Zhang Lintao, Wang Lihong, Yu Minhui, Wu Rong, Steffens David C, Potter Guy G, Liu Mingxia
School of Information Science and Engineering, Linyi University, Linyi, Shandong 27600, China; Department of Radiology and BRIC, University of North Carolina at Chapel Hill, Chapel Hill, NC 27599, United States.
Department of Psychiatry, University of Connecticut School of Medicine, University of Connecticut, Farmington, CT 06030, United States.
Med Image Anal. 2024 May;94:103135. doi: 10.1016/j.media.2024.103135. Epub 2024 Mar 6.

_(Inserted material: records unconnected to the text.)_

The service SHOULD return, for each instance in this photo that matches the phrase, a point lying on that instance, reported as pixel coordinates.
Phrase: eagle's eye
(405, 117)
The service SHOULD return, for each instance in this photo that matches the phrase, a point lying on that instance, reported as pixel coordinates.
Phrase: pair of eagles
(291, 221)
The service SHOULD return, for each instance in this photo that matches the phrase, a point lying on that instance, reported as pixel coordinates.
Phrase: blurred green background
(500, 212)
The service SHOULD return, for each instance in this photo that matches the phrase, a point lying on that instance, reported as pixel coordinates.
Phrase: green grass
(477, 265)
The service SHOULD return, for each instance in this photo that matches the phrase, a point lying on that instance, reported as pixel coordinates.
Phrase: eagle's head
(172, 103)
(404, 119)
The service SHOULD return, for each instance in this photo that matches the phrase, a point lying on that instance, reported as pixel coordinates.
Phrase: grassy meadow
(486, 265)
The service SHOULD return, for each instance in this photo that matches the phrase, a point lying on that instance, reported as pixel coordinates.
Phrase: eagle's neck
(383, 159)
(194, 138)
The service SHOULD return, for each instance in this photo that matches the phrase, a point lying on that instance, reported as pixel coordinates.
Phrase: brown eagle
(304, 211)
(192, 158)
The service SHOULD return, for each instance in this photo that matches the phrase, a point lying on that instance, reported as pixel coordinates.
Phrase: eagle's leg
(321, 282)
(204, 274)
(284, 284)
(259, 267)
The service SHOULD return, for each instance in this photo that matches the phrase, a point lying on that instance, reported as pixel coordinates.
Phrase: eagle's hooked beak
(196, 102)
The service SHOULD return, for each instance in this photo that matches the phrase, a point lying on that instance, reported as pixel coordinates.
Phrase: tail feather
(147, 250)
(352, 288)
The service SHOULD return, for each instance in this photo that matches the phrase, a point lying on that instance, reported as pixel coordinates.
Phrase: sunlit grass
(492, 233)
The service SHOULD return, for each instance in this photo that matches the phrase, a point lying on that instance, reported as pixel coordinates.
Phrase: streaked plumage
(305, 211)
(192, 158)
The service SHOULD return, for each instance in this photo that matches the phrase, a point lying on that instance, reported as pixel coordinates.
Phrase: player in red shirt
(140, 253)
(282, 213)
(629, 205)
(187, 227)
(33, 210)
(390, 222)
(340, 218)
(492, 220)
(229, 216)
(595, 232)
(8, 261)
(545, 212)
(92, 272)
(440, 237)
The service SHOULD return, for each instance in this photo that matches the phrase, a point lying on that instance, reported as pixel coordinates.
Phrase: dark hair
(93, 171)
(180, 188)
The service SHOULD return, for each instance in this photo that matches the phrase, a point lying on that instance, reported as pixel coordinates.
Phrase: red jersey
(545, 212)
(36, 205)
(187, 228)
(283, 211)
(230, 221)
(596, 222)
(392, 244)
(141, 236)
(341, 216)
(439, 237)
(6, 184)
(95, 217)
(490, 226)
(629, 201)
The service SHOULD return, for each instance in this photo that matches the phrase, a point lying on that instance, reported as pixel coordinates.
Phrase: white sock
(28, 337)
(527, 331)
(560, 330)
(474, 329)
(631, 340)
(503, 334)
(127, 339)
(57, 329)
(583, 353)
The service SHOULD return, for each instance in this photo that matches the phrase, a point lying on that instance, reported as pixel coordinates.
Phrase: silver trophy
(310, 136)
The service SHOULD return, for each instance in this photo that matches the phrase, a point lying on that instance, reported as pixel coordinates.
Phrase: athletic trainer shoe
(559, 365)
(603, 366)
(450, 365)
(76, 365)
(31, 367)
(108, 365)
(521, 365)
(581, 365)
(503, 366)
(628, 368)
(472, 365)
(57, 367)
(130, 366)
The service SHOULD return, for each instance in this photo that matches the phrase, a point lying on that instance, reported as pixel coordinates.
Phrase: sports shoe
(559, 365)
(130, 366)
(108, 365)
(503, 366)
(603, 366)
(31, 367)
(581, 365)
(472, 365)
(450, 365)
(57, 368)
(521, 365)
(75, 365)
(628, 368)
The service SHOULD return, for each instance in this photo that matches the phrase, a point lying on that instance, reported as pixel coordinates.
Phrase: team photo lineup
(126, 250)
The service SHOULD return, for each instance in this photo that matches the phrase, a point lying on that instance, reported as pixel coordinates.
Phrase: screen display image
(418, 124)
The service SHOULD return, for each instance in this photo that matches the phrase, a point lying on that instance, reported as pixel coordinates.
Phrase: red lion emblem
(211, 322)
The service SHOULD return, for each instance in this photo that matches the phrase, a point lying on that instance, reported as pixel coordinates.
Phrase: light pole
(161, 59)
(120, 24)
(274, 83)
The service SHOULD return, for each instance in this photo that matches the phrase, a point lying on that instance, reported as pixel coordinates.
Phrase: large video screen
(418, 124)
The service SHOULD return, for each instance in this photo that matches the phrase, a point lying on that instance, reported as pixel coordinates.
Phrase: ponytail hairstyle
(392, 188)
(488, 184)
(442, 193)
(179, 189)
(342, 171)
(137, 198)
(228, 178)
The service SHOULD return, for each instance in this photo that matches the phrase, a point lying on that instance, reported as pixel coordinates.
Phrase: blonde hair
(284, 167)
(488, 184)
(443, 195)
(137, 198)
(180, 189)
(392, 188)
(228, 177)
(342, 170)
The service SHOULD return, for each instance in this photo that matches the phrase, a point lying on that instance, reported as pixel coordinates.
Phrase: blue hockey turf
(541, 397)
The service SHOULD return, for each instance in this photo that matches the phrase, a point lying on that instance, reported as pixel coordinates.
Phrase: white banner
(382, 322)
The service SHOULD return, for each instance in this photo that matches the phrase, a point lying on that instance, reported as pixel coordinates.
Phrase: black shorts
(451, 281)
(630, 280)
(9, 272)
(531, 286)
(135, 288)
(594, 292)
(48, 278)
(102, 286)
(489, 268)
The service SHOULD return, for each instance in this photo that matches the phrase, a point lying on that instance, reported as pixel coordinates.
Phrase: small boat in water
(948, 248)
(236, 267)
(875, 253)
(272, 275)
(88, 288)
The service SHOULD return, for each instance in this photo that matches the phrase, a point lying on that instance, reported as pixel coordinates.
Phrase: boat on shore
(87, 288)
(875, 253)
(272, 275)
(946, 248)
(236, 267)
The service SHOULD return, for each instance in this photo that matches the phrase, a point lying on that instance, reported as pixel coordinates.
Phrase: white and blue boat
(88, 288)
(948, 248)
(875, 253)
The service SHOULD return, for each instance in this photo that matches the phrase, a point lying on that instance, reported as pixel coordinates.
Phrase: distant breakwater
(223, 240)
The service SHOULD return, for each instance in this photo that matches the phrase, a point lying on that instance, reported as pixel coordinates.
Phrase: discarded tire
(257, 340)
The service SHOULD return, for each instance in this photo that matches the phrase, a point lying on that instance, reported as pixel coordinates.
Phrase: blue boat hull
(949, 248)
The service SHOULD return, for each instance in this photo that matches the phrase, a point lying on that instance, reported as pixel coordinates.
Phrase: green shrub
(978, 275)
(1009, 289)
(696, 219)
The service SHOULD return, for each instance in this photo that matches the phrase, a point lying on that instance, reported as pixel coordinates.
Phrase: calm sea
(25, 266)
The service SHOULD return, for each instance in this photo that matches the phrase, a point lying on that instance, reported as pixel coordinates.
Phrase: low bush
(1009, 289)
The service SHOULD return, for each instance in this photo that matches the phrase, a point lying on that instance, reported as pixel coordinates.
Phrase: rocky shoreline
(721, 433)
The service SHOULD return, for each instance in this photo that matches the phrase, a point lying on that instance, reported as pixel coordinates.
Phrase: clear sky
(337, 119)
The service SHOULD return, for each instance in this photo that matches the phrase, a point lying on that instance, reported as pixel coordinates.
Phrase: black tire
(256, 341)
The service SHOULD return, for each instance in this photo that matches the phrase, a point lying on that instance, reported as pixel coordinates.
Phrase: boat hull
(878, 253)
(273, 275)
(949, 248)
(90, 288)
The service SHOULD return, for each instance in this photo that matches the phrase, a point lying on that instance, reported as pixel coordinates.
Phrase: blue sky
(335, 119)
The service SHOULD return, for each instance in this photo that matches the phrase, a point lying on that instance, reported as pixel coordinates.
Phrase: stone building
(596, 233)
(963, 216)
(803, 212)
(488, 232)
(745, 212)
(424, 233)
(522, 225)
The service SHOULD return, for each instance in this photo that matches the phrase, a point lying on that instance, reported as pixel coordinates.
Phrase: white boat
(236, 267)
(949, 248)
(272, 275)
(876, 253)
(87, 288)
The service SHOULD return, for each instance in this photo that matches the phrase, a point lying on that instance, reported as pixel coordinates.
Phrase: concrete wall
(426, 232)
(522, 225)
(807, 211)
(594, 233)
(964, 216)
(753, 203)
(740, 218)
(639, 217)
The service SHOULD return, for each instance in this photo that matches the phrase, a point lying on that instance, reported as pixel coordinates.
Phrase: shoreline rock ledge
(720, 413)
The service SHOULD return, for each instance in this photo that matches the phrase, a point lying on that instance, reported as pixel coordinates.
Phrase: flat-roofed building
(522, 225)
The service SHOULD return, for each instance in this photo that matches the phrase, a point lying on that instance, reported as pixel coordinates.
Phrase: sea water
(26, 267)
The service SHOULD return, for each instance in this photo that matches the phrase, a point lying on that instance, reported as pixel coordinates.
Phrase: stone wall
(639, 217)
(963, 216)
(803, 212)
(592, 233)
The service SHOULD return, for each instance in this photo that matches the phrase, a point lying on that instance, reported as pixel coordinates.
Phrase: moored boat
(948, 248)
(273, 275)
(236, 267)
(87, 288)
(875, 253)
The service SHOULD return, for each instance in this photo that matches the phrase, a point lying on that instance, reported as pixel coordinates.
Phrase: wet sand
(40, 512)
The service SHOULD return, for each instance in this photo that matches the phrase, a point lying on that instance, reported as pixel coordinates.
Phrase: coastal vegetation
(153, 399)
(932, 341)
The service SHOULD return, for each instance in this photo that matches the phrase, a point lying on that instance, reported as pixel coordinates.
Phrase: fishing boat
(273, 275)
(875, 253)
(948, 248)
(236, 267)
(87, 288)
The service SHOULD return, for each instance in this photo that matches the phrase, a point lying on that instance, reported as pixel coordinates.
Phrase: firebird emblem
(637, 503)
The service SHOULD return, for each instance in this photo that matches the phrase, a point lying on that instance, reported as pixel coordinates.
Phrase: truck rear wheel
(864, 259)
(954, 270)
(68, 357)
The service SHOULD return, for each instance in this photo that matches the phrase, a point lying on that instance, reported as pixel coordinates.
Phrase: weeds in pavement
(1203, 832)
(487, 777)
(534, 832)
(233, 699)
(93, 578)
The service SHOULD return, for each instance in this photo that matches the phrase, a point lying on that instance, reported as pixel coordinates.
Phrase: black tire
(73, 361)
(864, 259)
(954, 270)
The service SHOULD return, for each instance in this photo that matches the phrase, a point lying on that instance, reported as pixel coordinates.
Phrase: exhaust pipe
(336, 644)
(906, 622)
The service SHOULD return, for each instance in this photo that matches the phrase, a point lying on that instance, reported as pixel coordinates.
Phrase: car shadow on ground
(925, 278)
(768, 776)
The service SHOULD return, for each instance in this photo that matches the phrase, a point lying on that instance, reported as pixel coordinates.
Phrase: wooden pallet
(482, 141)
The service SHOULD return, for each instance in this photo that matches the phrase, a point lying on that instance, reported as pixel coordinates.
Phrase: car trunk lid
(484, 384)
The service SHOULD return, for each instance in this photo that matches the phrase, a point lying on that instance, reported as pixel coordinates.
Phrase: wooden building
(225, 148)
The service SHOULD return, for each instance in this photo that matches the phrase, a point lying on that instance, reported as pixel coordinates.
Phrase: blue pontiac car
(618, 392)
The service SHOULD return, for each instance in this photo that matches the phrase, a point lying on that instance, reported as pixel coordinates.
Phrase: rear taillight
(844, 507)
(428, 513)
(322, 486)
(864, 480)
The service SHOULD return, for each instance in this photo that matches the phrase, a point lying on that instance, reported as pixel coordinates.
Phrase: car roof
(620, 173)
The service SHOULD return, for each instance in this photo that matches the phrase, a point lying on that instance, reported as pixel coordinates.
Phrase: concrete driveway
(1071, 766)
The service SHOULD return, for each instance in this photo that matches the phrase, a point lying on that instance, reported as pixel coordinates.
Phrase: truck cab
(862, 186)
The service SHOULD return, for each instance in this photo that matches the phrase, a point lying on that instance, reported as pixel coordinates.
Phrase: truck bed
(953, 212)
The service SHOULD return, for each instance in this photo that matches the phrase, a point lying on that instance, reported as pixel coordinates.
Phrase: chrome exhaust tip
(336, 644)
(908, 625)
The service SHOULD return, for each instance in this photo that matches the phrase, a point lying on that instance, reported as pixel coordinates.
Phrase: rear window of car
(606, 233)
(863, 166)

Late-life depression (LLD) is a highly prevalent mood disorder occurring in older adults and is frequently accompanied by cognitive impairment (CI). Studies have shown that LLD may increase the risk of Alzheimer's disease (AD). However, the heterogeneity of presentation of geriatric depression suggests that multiple biological mechanisms may underlie it. Current biological research on LLD progression incorporates machine learning that combines neuroimaging data with clinical observations. There are few studies on incident cognitive diagnostic outcomes in LLD based on structural MRI (sMRI). In this paper, we describe the development of a hybrid representation learning (HRL) framework for predicting cognitive diagnosis over 5 years based on T1-weighted sMRI data. Specifically, we first extract prediction-oriented MRI features via a deep neural network, and then integrate them with handcrafted MRI features via a Transformer encoder for cognitive diagnosis prediction. Two tasks are investigated in this work, including (1) identifying cognitively normal subjects with LLD and never-depressed older healthy subjects, and (2) identifying LLD subjects who developed CI (or even AD) and those who stayed cognitively normal over five years. We validate the proposed HRL on 294 subjects with T1-weighted MRIs from two clinically harmonized studies. Experimental results suggest that the HRL outperforms several classical machine learning and state-of-the-art deep learning methods in LLD identification and prediction tasks.
老年期抑郁症(LLD)是一种在老年人中高度流行的情绪障碍,常伴有认知障碍(CI)。研究表明,LLD可能会增加患阿尔茨海默病(AD)的风险。然而,老年抑郁症表现的异质性表明其可能存在多种生物学机制。目前关于LLD进展的生物学研究纳入了将神经影像数据与临床观察相结合的机器学习方法。基于结构磁共振成像(sMRI)对LLD患者的认知诊断结局进行的研究较少。在本文中,我们描述了一种基于T1加权sMRI数据预测5年认知诊断的混合表示学习(HRL)框架的开发。具体而言,我们首先通过深度神经网络提取面向预测的MRI特征,然后通过Transformer编码器将其与手工制作的MRI特征集成,用于认知诊断预测。本研究调查了两项任务,包括(1)识别患有LLD的认知正常受试者和从未患抑郁症的老年健康受试者,以及(2)识别在五年内发展为CI(甚至AD)的LLD受试者和认知保持正常的受试者。我们在来自两项临床协调研究的294名拥有T1加权MRI的受试者上验证了所提出的HRL。实验结果表明,在LLD识别和预测任务中,HRL优于几种经典机器学习方法和最新的深度学习方法。